There's a related question, but only about Pauli equation, which is simple enough to derive.
 A: Let me provide some steps of the derivation here to see where the problem had been. 
$$\mathcal{E} \Psi_+ = \frac{\sigma \mathbf{P}}{2m} \left(1- \frac{\mathcal{E}}{2mc^2} \right) \sigma \mathbf{P} \Psi_+$$
Let's change the notation a little:
$$\mathcal{E}=E_c-U$$
$$E_c \Psi_+ = \frac{(\sigma \mathbf{P})^2}{2m}  \Psi_+ +U \Psi_+ -\frac{E_c}{4m^2 c^2} (\sigma \mathbf{P})^2 \Psi_+ + \frac{1}{4m^2 c^2} ( \sigma \mathbf{P} U \sigma \mathbf{P} )\Psi_+ $$
$$E_c \Psi_+ = \left(1- \frac{(\sigma \mathbf{P})^2}{4m^2 c^2}\right) \left( \frac{(\sigma \mathbf{P})^2}{2m}  +U  + \frac{1}{4m^2 c^2} ( \sigma \mathbf{P} U \sigma \mathbf{P} ) \right)\Psi_+ $$
$$E_c \Psi_+ = \left( \frac{(\sigma \mathbf{P})^2}{2m}  +U - \frac{(\sigma \mathbf{P})^4}{8m^3 c^2}- \frac{(\sigma \mathbf{P})^2 U}{4m^2 c^2} + \frac{1}{4m^2 c^2} ( \sigma \mathbf{P} U \sigma \mathbf{P} ) \right)\Psi_+ $$
It's easy to identify several correct terms from (1) immediately. 

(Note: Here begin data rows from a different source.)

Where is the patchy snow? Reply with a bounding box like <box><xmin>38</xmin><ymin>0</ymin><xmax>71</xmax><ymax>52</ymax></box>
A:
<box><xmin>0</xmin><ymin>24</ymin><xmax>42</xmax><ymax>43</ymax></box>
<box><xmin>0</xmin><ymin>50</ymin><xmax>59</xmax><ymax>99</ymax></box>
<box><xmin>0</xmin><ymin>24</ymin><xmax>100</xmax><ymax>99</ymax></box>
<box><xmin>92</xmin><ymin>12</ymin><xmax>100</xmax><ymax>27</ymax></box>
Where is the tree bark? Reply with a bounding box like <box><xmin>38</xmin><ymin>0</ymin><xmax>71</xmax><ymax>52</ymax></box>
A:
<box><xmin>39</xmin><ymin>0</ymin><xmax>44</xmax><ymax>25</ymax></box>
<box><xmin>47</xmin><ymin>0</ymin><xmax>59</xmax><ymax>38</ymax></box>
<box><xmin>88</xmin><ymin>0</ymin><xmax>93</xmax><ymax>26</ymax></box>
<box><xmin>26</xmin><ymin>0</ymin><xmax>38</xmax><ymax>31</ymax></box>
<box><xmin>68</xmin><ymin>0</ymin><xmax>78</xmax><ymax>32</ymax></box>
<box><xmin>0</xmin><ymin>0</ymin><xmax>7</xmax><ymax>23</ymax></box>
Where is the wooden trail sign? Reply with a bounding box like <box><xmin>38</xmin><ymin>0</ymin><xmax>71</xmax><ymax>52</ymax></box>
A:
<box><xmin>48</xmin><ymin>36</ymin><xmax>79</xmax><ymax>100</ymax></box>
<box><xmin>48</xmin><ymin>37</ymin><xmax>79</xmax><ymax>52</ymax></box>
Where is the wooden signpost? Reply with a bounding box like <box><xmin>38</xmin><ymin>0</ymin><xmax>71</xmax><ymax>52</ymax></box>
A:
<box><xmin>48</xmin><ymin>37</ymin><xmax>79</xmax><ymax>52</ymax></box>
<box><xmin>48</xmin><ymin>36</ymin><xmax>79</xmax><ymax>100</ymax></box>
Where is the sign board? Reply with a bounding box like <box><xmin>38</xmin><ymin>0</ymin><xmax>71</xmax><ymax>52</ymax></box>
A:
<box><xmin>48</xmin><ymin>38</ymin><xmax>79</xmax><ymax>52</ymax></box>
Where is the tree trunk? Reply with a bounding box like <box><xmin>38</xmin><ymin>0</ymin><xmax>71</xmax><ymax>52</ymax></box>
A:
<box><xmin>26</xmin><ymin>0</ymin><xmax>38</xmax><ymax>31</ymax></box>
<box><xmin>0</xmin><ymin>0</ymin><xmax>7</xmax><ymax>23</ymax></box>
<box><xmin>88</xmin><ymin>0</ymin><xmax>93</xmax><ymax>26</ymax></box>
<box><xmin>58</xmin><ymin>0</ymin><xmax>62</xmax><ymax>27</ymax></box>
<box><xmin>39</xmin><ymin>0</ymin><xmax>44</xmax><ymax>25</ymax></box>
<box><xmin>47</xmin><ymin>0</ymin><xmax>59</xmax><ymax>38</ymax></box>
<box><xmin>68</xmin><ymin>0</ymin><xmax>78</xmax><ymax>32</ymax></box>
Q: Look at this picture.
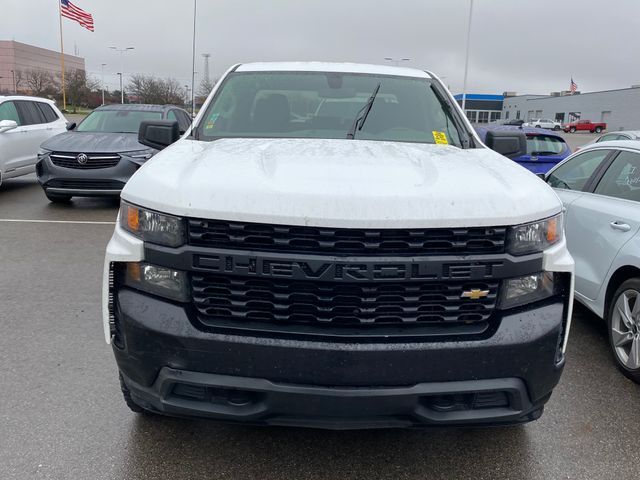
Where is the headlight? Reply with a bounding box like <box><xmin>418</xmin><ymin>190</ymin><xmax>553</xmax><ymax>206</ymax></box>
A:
<box><xmin>119</xmin><ymin>202</ymin><xmax>185</xmax><ymax>247</ymax></box>
<box><xmin>124</xmin><ymin>262</ymin><xmax>189</xmax><ymax>302</ymax></box>
<box><xmin>506</xmin><ymin>214</ymin><xmax>563</xmax><ymax>256</ymax></box>
<box><xmin>499</xmin><ymin>272</ymin><xmax>555</xmax><ymax>309</ymax></box>
<box><xmin>122</xmin><ymin>148</ymin><xmax>157</xmax><ymax>165</ymax></box>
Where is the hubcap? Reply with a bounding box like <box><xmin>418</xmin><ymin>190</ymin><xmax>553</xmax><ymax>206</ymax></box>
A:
<box><xmin>611</xmin><ymin>289</ymin><xmax>640</xmax><ymax>370</ymax></box>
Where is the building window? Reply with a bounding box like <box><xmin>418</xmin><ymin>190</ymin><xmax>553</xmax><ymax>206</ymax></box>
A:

One important note: Berestetsky et al derive the expression (1) sans the Zeeman term for the case when no vector potential is present. Which is probably why I initially got all the extra terms. 
In this simple case we can write (defining $\mathbf{P}=\mathbf{p}-e \mathbf{A}$):
$$(\sigma \mathbf{P})^2=\mathbf{p}^2$$
Another important note: the probability density up to $v^2/c^2$ has the following form:
$$\rho=|\Psi_+|^2+|\Psi_-|^2=|\Psi_+|^2+ \frac{1}{4m^2 c^2} |\sigma \mathbf{p} \Psi_+|^2$$
To preserve the usual definition, according to Berestetsky et al, we have to definte another wavefunction:
$$\Psi_+= \left(1- \frac{\mathbf{p}^2}{8m^2 c^2}\right) \Psi$$
Which leaves us with:
$$E_c \Psi =\left(1+ \frac{\mathbf{p}^2}{8m^2 c^2}\right) \left( \frac{\mathbf{p}^2}{2m}  +U - \frac{\mathbf{p}^4}{8m^3 c^2}- \frac{\mathbf{p}^2 U}{4m^2 c^2} + \frac{1}{4m^2 c^2} ( \sigma \mathbf{p} U \sigma \mathbf{p} ) \right) \left(1- \frac{\mathbf{p}^2}{8m^2 c^2}\right)\Psi  $$
Up to second order we have:
$$E_c \Psi = \left( \frac{\mathbf{p}^2}{2m}  +U - \frac{\mathbf{p}^4}{8m^3 c^2}- \frac{\mathbf{p}^2 U}{8m^2 c^2}- \frac{ U \mathbf{p}^2}{8m^2 c^2} + \frac{1}{4m^2 c^2} ( \sigma \mathbf{p} U \sigma \mathbf{p} ) \right) \Psi  $$
Which coincides with the expression provided in Berestetsky et al before they derive (1) (without the Zeeman term I added).
So I guess my question is answered.

If someone adds a more in depth and/or intuitive explanation for all this stuff, I will gladly award them the bounty.